The rights of the appellant, the mortgagee in this case, did not accrue after, but accrued before, the expiration of the 90 days, and consequently it was not within the class of purchasers and incumbrancers excepted by the statute; and the omission by the appellee to file its account and claim of lien during the 90 days did not defeat or affect its lien as against this mortgagee. Our conclusion is that the failure of the holder of a mechanic's lien to file his account within 90 days after the completion of the performance of his contract under sections 5469 and 5476 of the Compiled Laws of Dakota, 1887, will not defeat his lien or its priority as against the mortgage made and recorded within 90 days. Hill v. Building Co. (S. D.) 60 N. W. 752, 757; Sarles v. Sharlow, 5 Dak. 100, 109, 37 N. W. 748; Evans v. Tripp, 35 Iowa, 371, 372; Kidd v. Wilson, 23 Iowa, 464; Noel v. Temple, 12 Iowa, 276, 281; Neilson v. Railway Co., 44 Iowa, 71, 73; Curtis v. Broadwell (Iowa) 24 N. W. 265, 266; Hoskins v. Carter (Iowa) 24 N. W. 249; Doolittle v. Plenz (Neb.) 20 N. W. 116.

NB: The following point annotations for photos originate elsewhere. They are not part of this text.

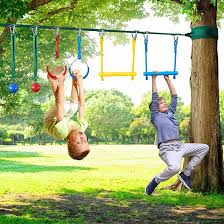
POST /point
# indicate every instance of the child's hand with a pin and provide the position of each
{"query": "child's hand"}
(59, 73)
(79, 78)
(154, 77)
(166, 77)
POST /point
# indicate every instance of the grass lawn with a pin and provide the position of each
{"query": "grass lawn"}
(42, 184)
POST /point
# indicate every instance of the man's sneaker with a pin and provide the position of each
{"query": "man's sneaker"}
(151, 187)
(185, 180)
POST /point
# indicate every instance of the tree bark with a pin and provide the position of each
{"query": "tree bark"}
(205, 118)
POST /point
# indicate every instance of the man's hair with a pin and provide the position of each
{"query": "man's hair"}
(159, 99)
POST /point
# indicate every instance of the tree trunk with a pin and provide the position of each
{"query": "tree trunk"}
(205, 119)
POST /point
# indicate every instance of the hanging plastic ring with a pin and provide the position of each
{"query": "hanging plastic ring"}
(73, 66)
(53, 76)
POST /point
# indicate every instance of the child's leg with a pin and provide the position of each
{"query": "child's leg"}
(74, 92)
(173, 160)
(51, 113)
(54, 86)
(197, 152)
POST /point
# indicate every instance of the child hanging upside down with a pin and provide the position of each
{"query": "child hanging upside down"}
(171, 150)
(57, 121)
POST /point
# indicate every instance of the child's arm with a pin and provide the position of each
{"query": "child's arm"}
(74, 93)
(60, 98)
(81, 97)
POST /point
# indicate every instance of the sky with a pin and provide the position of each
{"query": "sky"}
(118, 58)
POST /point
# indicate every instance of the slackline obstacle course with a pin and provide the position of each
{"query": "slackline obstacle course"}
(199, 32)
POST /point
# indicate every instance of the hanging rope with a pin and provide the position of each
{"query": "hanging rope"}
(35, 52)
(57, 43)
(134, 37)
(175, 53)
(13, 51)
(79, 45)
(146, 51)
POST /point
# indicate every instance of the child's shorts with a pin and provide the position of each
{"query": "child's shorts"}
(71, 108)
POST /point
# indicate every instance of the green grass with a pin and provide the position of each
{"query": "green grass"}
(42, 184)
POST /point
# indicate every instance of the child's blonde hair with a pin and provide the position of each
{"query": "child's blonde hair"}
(77, 151)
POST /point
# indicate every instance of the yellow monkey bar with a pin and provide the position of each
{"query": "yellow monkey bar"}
(103, 74)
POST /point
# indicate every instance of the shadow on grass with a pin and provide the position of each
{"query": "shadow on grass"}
(14, 166)
(17, 154)
(98, 206)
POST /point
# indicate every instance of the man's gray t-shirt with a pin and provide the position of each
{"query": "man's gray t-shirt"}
(165, 123)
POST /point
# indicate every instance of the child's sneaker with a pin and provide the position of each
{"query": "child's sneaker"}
(185, 180)
(151, 187)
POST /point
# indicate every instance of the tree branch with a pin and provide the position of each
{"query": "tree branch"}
(178, 1)
(58, 11)
(36, 3)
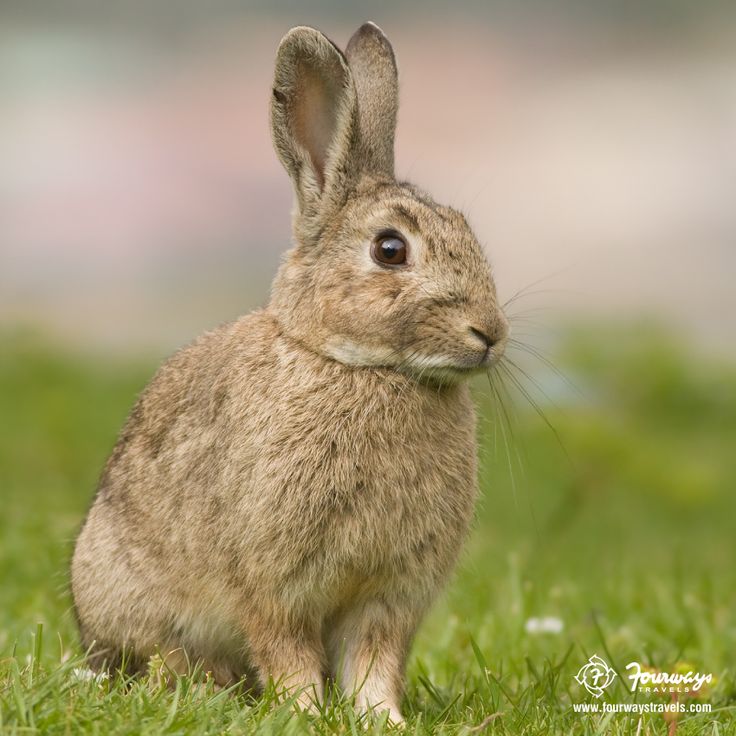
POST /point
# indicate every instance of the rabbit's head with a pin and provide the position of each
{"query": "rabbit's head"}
(380, 275)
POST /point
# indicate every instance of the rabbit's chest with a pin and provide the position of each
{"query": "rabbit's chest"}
(370, 494)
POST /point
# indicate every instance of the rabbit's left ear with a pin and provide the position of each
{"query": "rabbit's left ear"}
(314, 120)
(373, 65)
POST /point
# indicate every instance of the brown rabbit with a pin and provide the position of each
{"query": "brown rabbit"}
(292, 490)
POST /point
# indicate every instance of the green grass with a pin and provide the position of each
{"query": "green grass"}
(626, 535)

Since it was unnecessary for the appellant to file any account or claim of lien in order to preserve the priority of its lien upon this property as against the appellee, the only remaining question in this case is whether or not the acceptance and discount of the promissory notes taken for the account which was secured by the lien destroyed the lien. This question is too well settled by the consensus of judicial reasoning and authority to warrant extended discussion. Statutes securing upon buildings and improvements the wages of the labor and the value of the materials bestowed upon them are and ought to be liberally construed. The labor and material once bestowed lose all their value to the laborer or material man. He cannot take them back. They enhance the value of the property on which they are bestowed, and its owner, and those who take under him, receive all the benefits of this labor and material. Under such circumstances, justice and equity demand that the lien of the laborer or material man for his wages or for the value of his material should be maintained to the full extent to which the statutes give it. No reason occurs to us why a lienor who takes a promissory note for his account under an arrangement that the note is not accepted as payment, but that it will be credited when paid (and that was the arrangement under which the appellant took the notes in this case), should be held to thereby release or destroy his lien. The book account is an evidence of indebtedness. The note taken for the account is merely another form of evidence of the same debt, and it is secured by the same lien. The note may suspend the right to enforce the lien, but if it matures within the time allowed by the statute for foreclosure it is not perceived why the lien may not be then enforced. Nor is there anything in the act of discounting the note that ought to discharge or destroy the lien. The indorsement and transfer of the note may be an equitable assignment of the lien, but the legal title to it still remains in the lienor. There is no

doubt that the payment of the note would constitute a complete defense to the enforcement of the lien, just as the payment of a mortgage note to an indorsee would be a complete defense against the mortgage. But this fact does not destroy or affect the security of the lien or of the mortgage while the note still remains unpaid. While a note given for an account that is secured by a mechanic's lien remains in the hands of the indorsee the maker owes the debt to him, and the indorser stands bound to pay the note if the maker does not. The lien is held by the indorser to secure the performance of both these contracts, and it inures to the benefit of him who first performs. If the maker pays the note, he thereby procures the benefit of the lien, and may have it discharged. If the note is protested, and the indorser is compelled to take it up and pay it, that payment effects a reassignment to him of the equitable interest in the lien, and gives him the right to enforce it for his own benefit upon a surrender of the note. These views appeal to the reason with such compelling force, and have been so often expressed by the courts, that it would be a work of supererogation to do more than to state them, and our conclusion is that the acceptance and discounting by the holder of a mechanic's lien of promissory notes taken for the account secured by the lien, which mature within the time limited for its enforcement, do not destroy the lien, or subordinate it to a subsequent mortgage. Hill v. Building Co. (S. D.) 60 N. W. 752, 755; Bank v. Schloth, 59 Iowa, 316, 13 N. W. 314, 317; Smith v. Johnson, 2 MacArthur, 481; Miller v. Moore, 1 E. D. Smith, 739; Farwell v. Grier, 38 Iowa, 83; Sweet v. James, 2 R. I. 270; McMurray v. Taylor, 30 Mo. 263; Goble v. Gale, 7 Blackf. 218; Graham v. Holt, 4 B. Mon. 61; Dawson v. Black, 148 Ill. 484, 36 N. E. 413; Phillips, Mech. Liens, § 278.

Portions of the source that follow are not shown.